Automatic Estimation of Self-Reported Pain by Trajectory Analysis in the Manifold of Fixed Rank Positive Semi-Definite Matrices
Author(s) -
Benjamin Szczapa,
Mohamed Daoudi,
Stefano Berretti,
Pietro Pala,
Alberto Del Bimbo,
Zakia Hammal
Publication year - 2022
Publication title -
ieee transactions on affective computing
Language(s) - English
Resource type - Journals
SCImago Journal Rank - 1.309
H-Index - 67
ISSN - 1949-3045
DOI - 10.1109/taffc.2022.3207001
Subject(s) - computing and processing , robotics and control systems , signal processing and analysis
We propose an automatic method to estimate self-reported pain intensity based on facial landmarks extracted from videos. For each video sequence, we decompose the face into four different regions and pain intensity is measured by modeling the dynamics of facial movement using the landmarks of these regions. A formulation based on Gram matrices is used to represent the trajectory of facial landmarks on the Riemannian manifold of symmetric positive semi-definite matrices of fixed rank.
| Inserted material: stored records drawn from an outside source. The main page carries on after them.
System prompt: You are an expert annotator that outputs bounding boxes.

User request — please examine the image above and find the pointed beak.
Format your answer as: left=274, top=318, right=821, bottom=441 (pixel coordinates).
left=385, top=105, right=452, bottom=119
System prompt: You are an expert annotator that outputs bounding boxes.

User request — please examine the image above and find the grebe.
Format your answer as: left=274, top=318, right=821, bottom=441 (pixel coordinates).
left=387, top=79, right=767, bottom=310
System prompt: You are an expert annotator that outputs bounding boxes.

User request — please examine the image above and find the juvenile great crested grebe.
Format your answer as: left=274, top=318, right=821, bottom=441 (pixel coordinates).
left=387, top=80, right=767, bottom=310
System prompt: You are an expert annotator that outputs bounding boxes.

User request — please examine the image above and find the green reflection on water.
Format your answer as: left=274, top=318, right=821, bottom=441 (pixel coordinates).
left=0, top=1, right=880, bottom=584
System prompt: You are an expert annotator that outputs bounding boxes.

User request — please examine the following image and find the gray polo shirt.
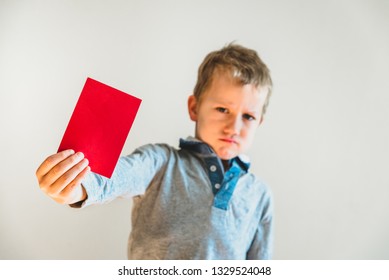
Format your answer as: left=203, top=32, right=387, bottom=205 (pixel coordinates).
left=82, top=137, right=272, bottom=259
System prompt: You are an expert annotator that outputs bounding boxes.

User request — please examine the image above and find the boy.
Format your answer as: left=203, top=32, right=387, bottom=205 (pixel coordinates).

A curve fitting algorithm is then used to smooth the trajectories and a temporal alignment is performed to compute the similarity between the trajectories on the manifold. A Support Vector Regression classifier is then trained to encode the extracted trajectories into pain intensity levels consistent with the self-reported pain intensity measurement. Finally, a late fusion of the estimation for each region is performed to obtain the final predicted pain intensity level. The proposed approach is evaluated on two publicly available databases, the UNBCMcMaster Shoulder Pain Archive and the Biovid Heat Pain database. We compared our method to the state-of-the-art on both databases using different testing protocols, showing the competitiveness of the proposed approach.